On the tenth of May 2014 a Silent Dinner Party was held in Leura, in Australia’s Blue Mountains as a part of the performance schedule along side my solo exhibition at the Blue Mountains Cultural Centre.
Although I have lived in these mountains for nearly 5 years, I had not held one up here before. Since I was having the exhibit it seemed a good time to offer a gallery audience the opportunity to participate in some of these social sculptures that were referenced in the white cube. Despite many requests for a SDP in this area I have not felt a pressing need to do it, precisely because gathering in silence is not such a foreign thing here.There are many yoga and meditation retreats on these mountains and indeed one guest noted that she was aware that many of the participants had most likely done a vipassana meditation which requires 10 days of silence. This didn’t seem to dampen the desire of folk to come and we quickly had bums on all available seats. The experience reminded me that it is not a meditative environment that is created at these parties (although some guest have wanted that and managed to maintain their own calm, private, mindful state during the meal). Rather, these dinners create a space that reflects on language and allows for the more subtle forms of communication to be forefront (in often very unsubtle ways). At spiritual retreats, silence often means a lack of communication. You keep to yourself and don’t engage in eye contact or overt body language, you certainly don’t have conversations in mime, desperately deciphering what it is your mute interlocutor is saying. Whereas at my Silent Dinners, that is the stuff that they are made of. The earnest attempts at understanding each other in silence breeds a recognition of the importance of communication and it’s intricacies. It points at the hierarchy of information we intake, how we rely on words to express and receive that information, then throws it to the wind (usually in a fit of laughter).

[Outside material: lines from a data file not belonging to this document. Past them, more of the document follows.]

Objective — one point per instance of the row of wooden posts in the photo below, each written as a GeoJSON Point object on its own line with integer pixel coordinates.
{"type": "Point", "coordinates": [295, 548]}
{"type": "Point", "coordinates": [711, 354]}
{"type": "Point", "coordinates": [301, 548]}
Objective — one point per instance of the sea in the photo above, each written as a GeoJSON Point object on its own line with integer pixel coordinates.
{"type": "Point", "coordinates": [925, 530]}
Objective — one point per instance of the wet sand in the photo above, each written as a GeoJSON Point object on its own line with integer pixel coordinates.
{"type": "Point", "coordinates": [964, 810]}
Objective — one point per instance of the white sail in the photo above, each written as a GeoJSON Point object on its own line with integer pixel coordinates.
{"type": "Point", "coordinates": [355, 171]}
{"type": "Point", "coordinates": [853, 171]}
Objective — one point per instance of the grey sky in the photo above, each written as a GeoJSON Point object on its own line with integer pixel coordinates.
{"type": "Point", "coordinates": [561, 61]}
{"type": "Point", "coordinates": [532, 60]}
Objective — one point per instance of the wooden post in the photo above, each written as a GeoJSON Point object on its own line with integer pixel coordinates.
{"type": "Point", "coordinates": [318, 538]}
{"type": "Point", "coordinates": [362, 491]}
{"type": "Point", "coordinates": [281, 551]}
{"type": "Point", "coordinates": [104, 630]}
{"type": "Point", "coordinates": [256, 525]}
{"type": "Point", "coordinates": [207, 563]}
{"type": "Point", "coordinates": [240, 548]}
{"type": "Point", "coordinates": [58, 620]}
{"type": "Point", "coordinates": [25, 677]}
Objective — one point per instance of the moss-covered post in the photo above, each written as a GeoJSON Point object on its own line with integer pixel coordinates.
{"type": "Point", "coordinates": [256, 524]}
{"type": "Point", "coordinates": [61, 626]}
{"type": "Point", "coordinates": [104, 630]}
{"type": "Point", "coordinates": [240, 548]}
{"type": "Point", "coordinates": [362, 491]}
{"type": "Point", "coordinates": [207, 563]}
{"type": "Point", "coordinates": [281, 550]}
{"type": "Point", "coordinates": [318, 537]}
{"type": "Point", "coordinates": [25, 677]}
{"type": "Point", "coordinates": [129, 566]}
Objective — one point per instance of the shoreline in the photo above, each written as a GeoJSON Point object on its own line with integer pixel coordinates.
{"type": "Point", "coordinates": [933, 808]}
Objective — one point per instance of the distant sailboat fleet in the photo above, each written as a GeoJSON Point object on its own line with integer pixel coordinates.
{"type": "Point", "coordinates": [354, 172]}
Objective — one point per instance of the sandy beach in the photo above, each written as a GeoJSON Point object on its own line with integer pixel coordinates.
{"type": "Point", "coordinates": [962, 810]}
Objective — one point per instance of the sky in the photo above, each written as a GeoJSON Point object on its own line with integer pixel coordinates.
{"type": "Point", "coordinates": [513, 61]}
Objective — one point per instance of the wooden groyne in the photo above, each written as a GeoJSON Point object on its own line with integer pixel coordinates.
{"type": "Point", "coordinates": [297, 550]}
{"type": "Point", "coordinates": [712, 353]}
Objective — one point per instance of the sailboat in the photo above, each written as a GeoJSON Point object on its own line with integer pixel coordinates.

If linguistic communication is one of the things that defines human beings apart from other animals, then the deduction of it from a social environment can be seen to be a return to an animal or primal state, that can reveal base elements of this human animal. Base elements that transcend cultural difference, and can play a hand at breaking down prejudices.
The Blue Mountains dinner was lovely by all accounts. It was a relatively peaceful beginning, then there was a point after the main meal where, as if by general consensus, the group decided to get active. I missed the cue for it as I was in the kitchen but all of a sudden people stood up and started mingling. Did you guys orchestrate that? There were 26 of us around that huge table in the wonderfully eclectic environment of Hayley West’s house. There was more than enough to distract the eye from the need to talk! The Indian inspired vegetarian feast was dreamed up and prepared by Charmaine O’Brien who has done extensive travel and research into Indian cuisine, specialising in street food she has a written book on the topic and her delicious recipes will be available on the eaten section of this site in the next days. The chats in the kitchen before the guests came were most enjoyable. I love learning about people and food! And where would we have been without a waiter, and what a waiter we had that night, Micheal Lovett you did it in style! All round amazing help from my mum, Trish Ryan who has now worked on or attended countless SDPs and come to quite enjoy them it seems, although she still mouths words (mother!) My thanks are to these folks, and extend to all the guests, it was great fun. We danced to those universal beats, jumped around in the shape of hopscotch out on the back terrace, and had a decided penchant for napkin origami, that is when one wasn’t throwing the napkins at unwitting folk. One of the guests, Meg wrote an account of her experience, which is a great read. Check it out on the post below.
I will most definitely be hosting more Silent Dinner Parties in the Blue Mountains in future so drop me line any time if you would like to attend one.
Thanks Mountains, I’m off again soon for a time, as I do when the winds here get so cold that they simply move through you. But I will, as always, return to ya.